Choi Jin-Ho, Shin Young-Lim, Kim Gu-Hwan, Seo Eul-Ju, Kim Youngho, Park In-Sook, Yoo Han-Wook
Department of Pediatrics, Asan Medical Center, University of Ulsan College of Medicine, Seoul, Korea.
Horm Res. 2005;63(6):294-9. doi: 10.1159/000086745. Epub 2005 Jul 1.
Endocrine abnormalities, including hypocalcemia, thyroid dysfunction, and short stature, are associated with chromosome 22q11.2 microdeletion syndrome. This study was undertaken to examine the frequencies and clinical features of endocrine abnormalities in patients with 22q11.2 microdeletion syndrome.
We analyzed 61 patients with 22q11.2 microdeletion syndrome diagnosed based on the verification of microdeletion by fluorescent in situ hybridization (FISH) using a probe of the DiGeorge syndrome critical region (TUPLE1) at 22q11.2 and a control probe, ARSA at 22q13. Serum total calcium, phosphorus, and intact parathyroid hormone (PTH) levels were measured, thyroid function test was performed, and serum IGF-1 and IGFBP-3 levels were also estimated.
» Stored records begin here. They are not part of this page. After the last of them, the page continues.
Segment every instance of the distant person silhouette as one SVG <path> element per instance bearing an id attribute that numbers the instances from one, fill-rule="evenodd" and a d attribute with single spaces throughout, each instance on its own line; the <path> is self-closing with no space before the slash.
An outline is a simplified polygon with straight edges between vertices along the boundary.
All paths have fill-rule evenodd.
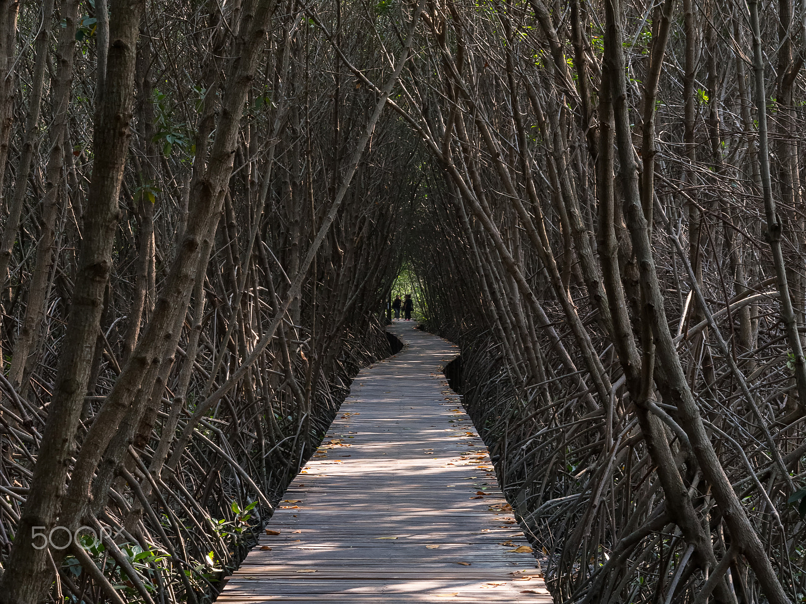
<path id="1" fill-rule="evenodd" d="M 403 303 L 403 312 L 405 312 L 405 320 L 411 321 L 411 312 L 414 310 L 414 300 L 411 299 L 411 294 L 405 295 L 405 301 Z"/>

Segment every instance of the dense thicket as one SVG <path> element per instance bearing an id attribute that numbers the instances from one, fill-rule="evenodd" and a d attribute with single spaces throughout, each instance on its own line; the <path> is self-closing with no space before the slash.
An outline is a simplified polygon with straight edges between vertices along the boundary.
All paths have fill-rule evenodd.
<path id="1" fill-rule="evenodd" d="M 0 15 L 0 600 L 214 596 L 389 353 L 412 154 L 314 19 L 392 70 L 360 6 Z"/>
<path id="2" fill-rule="evenodd" d="M 558 602 L 806 594 L 804 16 L 424 18 L 416 270 Z"/>

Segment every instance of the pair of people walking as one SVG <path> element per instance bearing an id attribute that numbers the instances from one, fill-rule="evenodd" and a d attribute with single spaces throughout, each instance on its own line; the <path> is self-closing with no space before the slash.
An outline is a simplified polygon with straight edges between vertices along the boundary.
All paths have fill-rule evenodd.
<path id="1" fill-rule="evenodd" d="M 411 299 L 411 294 L 405 295 L 405 300 L 401 300 L 401 296 L 395 298 L 394 302 L 392 303 L 392 310 L 395 312 L 395 318 L 401 318 L 401 309 L 402 308 L 403 313 L 405 316 L 404 321 L 411 321 L 411 312 L 414 310 L 414 300 Z"/>

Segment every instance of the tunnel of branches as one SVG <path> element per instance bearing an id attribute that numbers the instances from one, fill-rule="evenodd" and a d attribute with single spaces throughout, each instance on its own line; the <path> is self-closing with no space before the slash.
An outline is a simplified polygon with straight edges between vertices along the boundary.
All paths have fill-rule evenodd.
<path id="1" fill-rule="evenodd" d="M 555 602 L 806 601 L 804 24 L 0 0 L 0 602 L 214 598 L 393 292 Z"/>

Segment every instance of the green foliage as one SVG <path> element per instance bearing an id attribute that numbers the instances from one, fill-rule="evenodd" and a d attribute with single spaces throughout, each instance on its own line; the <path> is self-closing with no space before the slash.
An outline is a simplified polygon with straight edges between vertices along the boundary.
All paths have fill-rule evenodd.
<path id="1" fill-rule="evenodd" d="M 396 296 L 399 296 L 401 300 L 405 300 L 406 294 L 411 294 L 411 298 L 414 301 L 414 310 L 411 313 L 411 318 L 415 321 L 425 321 L 428 312 L 423 293 L 423 283 L 409 263 L 404 263 L 397 273 L 397 277 L 392 285 L 392 299 L 394 300 Z M 402 308 L 401 316 L 403 316 Z"/>
<path id="2" fill-rule="evenodd" d="M 800 502 L 798 505 L 798 514 L 800 515 L 801 518 L 806 519 L 806 489 L 801 489 L 800 490 L 793 493 L 791 497 L 787 499 L 787 503 L 797 503 Z"/>
<path id="3" fill-rule="evenodd" d="M 202 93 L 203 96 L 203 89 L 196 91 Z M 154 110 L 156 114 L 155 125 L 157 130 L 152 141 L 162 144 L 163 155 L 168 157 L 173 151 L 174 147 L 183 154 L 192 155 L 195 153 L 196 145 L 191 143 L 190 129 L 186 123 L 173 120 L 168 95 L 163 94 L 157 88 L 154 89 Z"/>

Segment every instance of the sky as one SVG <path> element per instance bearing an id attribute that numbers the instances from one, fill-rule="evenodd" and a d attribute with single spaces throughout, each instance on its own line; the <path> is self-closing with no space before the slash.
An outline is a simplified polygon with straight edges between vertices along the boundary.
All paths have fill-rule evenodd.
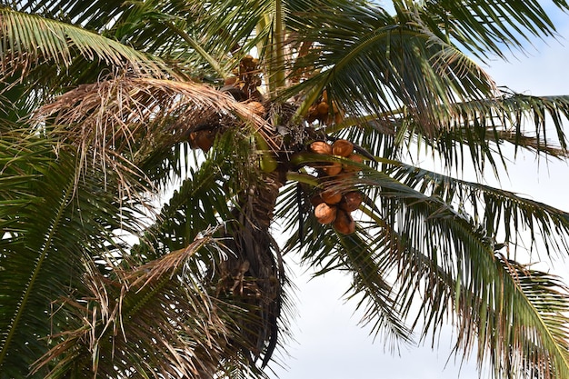
<path id="1" fill-rule="evenodd" d="M 569 15 L 552 9 L 558 40 L 532 41 L 525 55 L 520 53 L 509 62 L 494 61 L 486 71 L 499 85 L 533 95 L 569 95 Z M 512 56 L 512 55 L 509 55 Z M 533 155 L 518 156 L 509 166 L 509 176 L 497 185 L 534 200 L 569 211 L 569 166 L 563 162 L 536 161 Z M 450 354 L 452 328 L 441 333 L 438 345 L 431 341 L 403 346 L 399 354 L 385 351 L 381 335 L 374 339 L 371 329 L 358 326 L 355 303 L 342 300 L 350 284 L 340 274 L 327 274 L 310 280 L 310 272 L 294 264 L 298 289 L 296 316 L 293 324 L 295 341 L 287 347 L 289 356 L 281 359 L 287 367 L 277 368 L 273 377 L 281 379 L 476 379 L 475 356 L 465 363 Z M 560 268 L 561 267 L 561 268 Z M 551 271 L 569 272 L 556 264 Z M 360 314 L 361 315 L 361 314 Z M 484 374 L 484 373 L 483 373 Z"/>

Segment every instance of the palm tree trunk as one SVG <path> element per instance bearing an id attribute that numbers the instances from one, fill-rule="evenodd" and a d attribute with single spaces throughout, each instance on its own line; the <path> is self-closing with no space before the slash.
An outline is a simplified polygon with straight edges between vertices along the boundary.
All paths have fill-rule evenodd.
<path id="1" fill-rule="evenodd" d="M 216 273 L 218 292 L 255 310 L 254 316 L 240 325 L 245 334 L 241 337 L 255 348 L 242 351 L 253 362 L 263 355 L 263 365 L 276 346 L 285 282 L 282 257 L 270 234 L 276 198 L 284 184 L 280 176 L 278 171 L 265 175 L 259 185 L 252 185 L 242 194 L 234 209 L 237 222 L 226 229 L 227 244 L 235 254 L 228 256 Z"/>

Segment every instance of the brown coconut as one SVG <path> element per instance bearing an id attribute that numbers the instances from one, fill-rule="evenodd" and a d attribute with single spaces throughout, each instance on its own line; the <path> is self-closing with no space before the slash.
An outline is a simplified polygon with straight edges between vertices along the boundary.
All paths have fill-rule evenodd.
<path id="1" fill-rule="evenodd" d="M 359 191 L 350 191 L 344 194 L 344 197 L 338 204 L 338 206 L 346 212 L 354 212 L 360 207 L 363 201 L 364 194 Z"/>
<path id="2" fill-rule="evenodd" d="M 310 198 L 310 204 L 312 204 L 314 206 L 318 205 L 319 204 L 324 203 L 324 199 L 322 198 L 322 196 L 320 195 L 320 194 L 312 196 Z"/>
<path id="3" fill-rule="evenodd" d="M 310 144 L 310 151 L 316 154 L 332 155 L 332 145 L 325 141 L 314 141 Z"/>
<path id="4" fill-rule="evenodd" d="M 314 216 L 320 224 L 331 224 L 336 218 L 336 211 L 335 205 L 320 203 L 314 207 Z"/>
<path id="5" fill-rule="evenodd" d="M 349 156 L 354 151 L 354 144 L 344 139 L 338 139 L 332 145 L 332 154 L 340 156 Z"/>
<path id="6" fill-rule="evenodd" d="M 347 156 L 347 158 L 352 162 L 355 162 L 356 164 L 364 163 L 364 157 L 360 155 L 359 154 L 351 154 Z M 344 165 L 344 170 L 346 172 L 355 172 L 355 171 L 360 171 L 360 167 L 358 167 L 355 165 L 350 165 L 348 163 L 348 164 Z"/>
<path id="7" fill-rule="evenodd" d="M 324 201 L 324 203 L 330 205 L 338 204 L 342 201 L 342 194 L 334 189 L 327 189 L 323 191 L 320 194 L 320 196 L 322 197 L 322 200 Z"/>
<path id="8" fill-rule="evenodd" d="M 355 232 L 355 222 L 354 218 L 352 218 L 348 212 L 343 209 L 336 211 L 336 218 L 334 220 L 332 226 L 334 226 L 336 232 L 343 234 L 351 234 Z"/>
<path id="9" fill-rule="evenodd" d="M 258 101 L 252 101 L 247 103 L 247 108 L 251 109 L 251 112 L 255 114 L 256 115 L 265 115 L 265 106 Z"/>
<path id="10" fill-rule="evenodd" d="M 342 172 L 342 164 L 336 162 L 328 162 L 322 167 L 322 170 L 326 173 L 327 175 L 337 175 Z"/>

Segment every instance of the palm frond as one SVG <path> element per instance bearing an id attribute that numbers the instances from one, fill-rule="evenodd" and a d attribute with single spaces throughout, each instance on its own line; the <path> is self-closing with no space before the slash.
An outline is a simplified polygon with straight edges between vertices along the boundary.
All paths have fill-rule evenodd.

Height and weight of patients were compared with individual chronological ages.
Hypocalcemia was found in 20 patients (32.8%), and overt hypoparathyroidism in 8 (13.1%). Two patients (3.3%) showed autoimmune thyroid diseases, 1 each with Graves' disease and Hashimoto thyroiditis. Ten patients (16.4%) were below the third percentile in height, but the serum IGF-1 level was normal in 9 out of these 10 patients.
Our findings show that patients with chromosome 22q11.2 microdeletion syndrome present with variable endocrine manifestations and variable clinical phenotypes. In addition to FISH analysis, careful endocrine evaluations are required in patients with this microdeletion syndrome, particularly for those with hypoparathyroidism or thyroid dysfunction.
内分泌异常,包括低钙血症、甲状腺功能障碍和身材矮小,与22q11.2微缺失综合征相关。本研究旨在探讨22q11.2微缺失综合征患者内分泌异常的发生率及临床特征。
我们分析了61例经荧光原位杂交(FISH)确诊为22q11.2微缺失综合征的患者,使用位于22q11.2的DiGeorge综合征关键区域(TUPLE1)探针和位于22q13的对照探针ARSA进行微缺失验证。检测血清总钙、磷和完整甲状旁腺激素(PTH)水平,进行甲状腺功能测试,并评估血清IGF-1和IGFBP-3水平。将患者的身高和体重与实际年龄进行比较。
20例患者(32.8%)出现低钙血症,8例(13.1%)出现明显甲状旁腺功能减退。2例患者(3.3%)患有自身免疫性甲状腺疾病,分别为Graves病和桥本甲状腺炎各1例。10例患者(16.4%)身高低于第三百分位数,但这10例患者中有9例血清IGF-1水平正常。
我们的研究结果表明,22q11.2微缺失综合征患者存在多种内分泌表现和不同的临床表型。除了FISH分析外,对于该微缺失综合征患者,尤其是甲状旁腺功能减退或甲状腺功能障碍患者,需要进行仔细的内分泌评估。